Helioseismology in a bottle: modal acoustic velocimetry

TL;DR

This paper introduces a novel laboratory technique called modal acoustic velocimetry, inspired by helioseismology, to measure the internal flow of rotating fluids in spherical cavities, especially useful for opaque liquids like metals.

Contribution

It demonstrates the first application of helioseismology-inspired acoustic mode analysis to determine internal flow profiles in a laboratory setting.

Findings

Successfully measured azimuthal velocity profiles using acoustic mode splittings.

Validated the method against hot film anemometer measurements.
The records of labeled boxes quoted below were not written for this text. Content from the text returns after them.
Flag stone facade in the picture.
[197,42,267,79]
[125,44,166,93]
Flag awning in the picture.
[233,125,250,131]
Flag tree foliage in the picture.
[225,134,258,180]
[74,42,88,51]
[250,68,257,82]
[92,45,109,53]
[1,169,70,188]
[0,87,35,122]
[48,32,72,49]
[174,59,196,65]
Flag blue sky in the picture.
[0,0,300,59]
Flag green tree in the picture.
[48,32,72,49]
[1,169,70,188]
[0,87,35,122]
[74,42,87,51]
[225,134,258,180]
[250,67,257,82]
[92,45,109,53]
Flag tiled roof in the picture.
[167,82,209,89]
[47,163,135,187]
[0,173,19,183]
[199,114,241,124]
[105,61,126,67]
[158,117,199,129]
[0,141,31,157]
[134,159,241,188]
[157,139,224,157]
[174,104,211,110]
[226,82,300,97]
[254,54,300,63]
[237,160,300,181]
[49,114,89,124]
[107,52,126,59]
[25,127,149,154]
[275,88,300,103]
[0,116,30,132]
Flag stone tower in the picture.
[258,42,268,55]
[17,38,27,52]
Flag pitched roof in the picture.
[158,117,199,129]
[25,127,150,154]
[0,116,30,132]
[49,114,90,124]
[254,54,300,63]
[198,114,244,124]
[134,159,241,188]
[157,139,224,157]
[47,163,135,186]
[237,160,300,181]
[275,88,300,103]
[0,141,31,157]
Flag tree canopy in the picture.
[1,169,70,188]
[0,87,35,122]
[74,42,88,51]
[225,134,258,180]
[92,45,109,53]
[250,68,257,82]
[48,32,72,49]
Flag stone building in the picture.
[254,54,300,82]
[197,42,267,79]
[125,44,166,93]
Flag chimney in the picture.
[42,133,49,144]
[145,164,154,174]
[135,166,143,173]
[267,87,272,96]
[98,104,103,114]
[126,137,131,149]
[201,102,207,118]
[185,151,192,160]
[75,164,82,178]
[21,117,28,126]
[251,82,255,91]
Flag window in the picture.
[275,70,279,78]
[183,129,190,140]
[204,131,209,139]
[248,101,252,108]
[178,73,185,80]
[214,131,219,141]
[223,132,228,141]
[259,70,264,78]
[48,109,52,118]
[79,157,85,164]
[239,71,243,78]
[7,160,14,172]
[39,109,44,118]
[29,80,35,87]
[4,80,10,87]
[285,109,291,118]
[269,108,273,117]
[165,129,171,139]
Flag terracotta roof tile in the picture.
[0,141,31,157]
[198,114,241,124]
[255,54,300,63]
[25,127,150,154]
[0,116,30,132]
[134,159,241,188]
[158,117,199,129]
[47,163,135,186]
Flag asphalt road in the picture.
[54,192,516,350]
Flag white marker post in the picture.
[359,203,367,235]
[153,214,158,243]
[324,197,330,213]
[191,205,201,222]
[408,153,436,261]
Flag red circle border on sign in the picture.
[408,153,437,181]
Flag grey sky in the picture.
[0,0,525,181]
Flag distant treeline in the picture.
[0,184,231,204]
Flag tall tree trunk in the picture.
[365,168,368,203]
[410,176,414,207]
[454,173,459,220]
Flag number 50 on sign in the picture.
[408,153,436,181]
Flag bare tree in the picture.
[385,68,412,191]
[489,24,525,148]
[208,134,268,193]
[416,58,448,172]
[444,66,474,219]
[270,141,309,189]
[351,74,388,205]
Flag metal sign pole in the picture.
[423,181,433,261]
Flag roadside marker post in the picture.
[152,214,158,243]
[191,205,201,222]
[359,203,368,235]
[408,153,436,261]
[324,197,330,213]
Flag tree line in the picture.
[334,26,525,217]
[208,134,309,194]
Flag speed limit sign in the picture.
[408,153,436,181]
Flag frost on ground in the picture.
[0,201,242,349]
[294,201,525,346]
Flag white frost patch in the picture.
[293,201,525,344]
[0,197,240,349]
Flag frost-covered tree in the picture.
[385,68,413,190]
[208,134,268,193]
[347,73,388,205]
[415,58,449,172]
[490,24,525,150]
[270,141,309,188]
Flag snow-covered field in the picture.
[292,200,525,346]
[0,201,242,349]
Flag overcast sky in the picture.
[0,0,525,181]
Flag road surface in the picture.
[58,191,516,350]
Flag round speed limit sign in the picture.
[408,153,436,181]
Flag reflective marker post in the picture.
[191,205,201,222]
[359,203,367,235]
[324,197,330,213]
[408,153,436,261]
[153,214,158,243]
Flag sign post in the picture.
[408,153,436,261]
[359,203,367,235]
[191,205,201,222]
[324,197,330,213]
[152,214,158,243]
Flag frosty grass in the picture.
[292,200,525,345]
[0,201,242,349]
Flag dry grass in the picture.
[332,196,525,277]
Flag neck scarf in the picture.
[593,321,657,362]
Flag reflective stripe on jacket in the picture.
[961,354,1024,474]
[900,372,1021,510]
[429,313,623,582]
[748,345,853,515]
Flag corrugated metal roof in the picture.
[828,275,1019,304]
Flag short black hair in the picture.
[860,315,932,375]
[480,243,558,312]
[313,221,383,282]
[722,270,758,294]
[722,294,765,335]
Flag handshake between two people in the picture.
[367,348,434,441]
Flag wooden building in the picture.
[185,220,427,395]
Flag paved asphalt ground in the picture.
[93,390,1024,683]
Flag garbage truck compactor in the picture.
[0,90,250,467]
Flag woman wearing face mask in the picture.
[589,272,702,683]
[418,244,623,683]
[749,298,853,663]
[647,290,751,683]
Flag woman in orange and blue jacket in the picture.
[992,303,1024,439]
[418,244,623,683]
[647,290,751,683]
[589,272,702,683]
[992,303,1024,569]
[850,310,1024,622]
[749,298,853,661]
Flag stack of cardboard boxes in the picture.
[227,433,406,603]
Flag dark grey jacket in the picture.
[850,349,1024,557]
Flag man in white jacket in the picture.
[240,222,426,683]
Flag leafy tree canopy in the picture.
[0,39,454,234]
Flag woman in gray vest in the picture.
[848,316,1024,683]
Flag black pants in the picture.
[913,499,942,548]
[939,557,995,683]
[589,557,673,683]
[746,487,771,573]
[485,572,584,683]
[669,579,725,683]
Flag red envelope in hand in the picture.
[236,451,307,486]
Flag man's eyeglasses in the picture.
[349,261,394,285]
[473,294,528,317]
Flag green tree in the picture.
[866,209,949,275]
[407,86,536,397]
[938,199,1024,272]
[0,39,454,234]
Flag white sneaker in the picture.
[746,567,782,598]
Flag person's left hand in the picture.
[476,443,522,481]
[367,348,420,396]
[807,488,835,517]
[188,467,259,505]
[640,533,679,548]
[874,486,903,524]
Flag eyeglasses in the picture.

Showed potential for studying opaque rotating fluids in laboratory experiments.

Abstract

Measurement of the differential rotation of the Sun's interior is one of the great achievements of helioseismology, providing important constraints for stellar physics. The technique relies on observing and analyzing rotationally-induced splittings of p-modes in the star. Here we demonstrate the first use of the technique in a laboratory setting. We apply it in a spherical cavity with a spinning central core (spherical-Couette flow) to determine the mean azimuthal velocity of the air filling the cavity. We excite a number of acoustic resonances (analogous to p-modes in the Sun) using a speaker and record the response with an array of small microphones on the outer sphere. Many observed acoustic modes show rotationally-induced splittings, which allow us to perform an inversion to determine the air's azimuthal velocity as a function of both radius and latitude. We validate the method by comparing the velocity field obtained through inversion against the velocity profile measured with a calibrated hot film anemometer. This 'modal acoustic velocimetry' technique has great potential for laboratory setups involving rotating fluids in axisymmetric cavities. It will be useful especially in liquid metals where direct optical methods are unsuitable and ultrasonic techniques very challenging at best.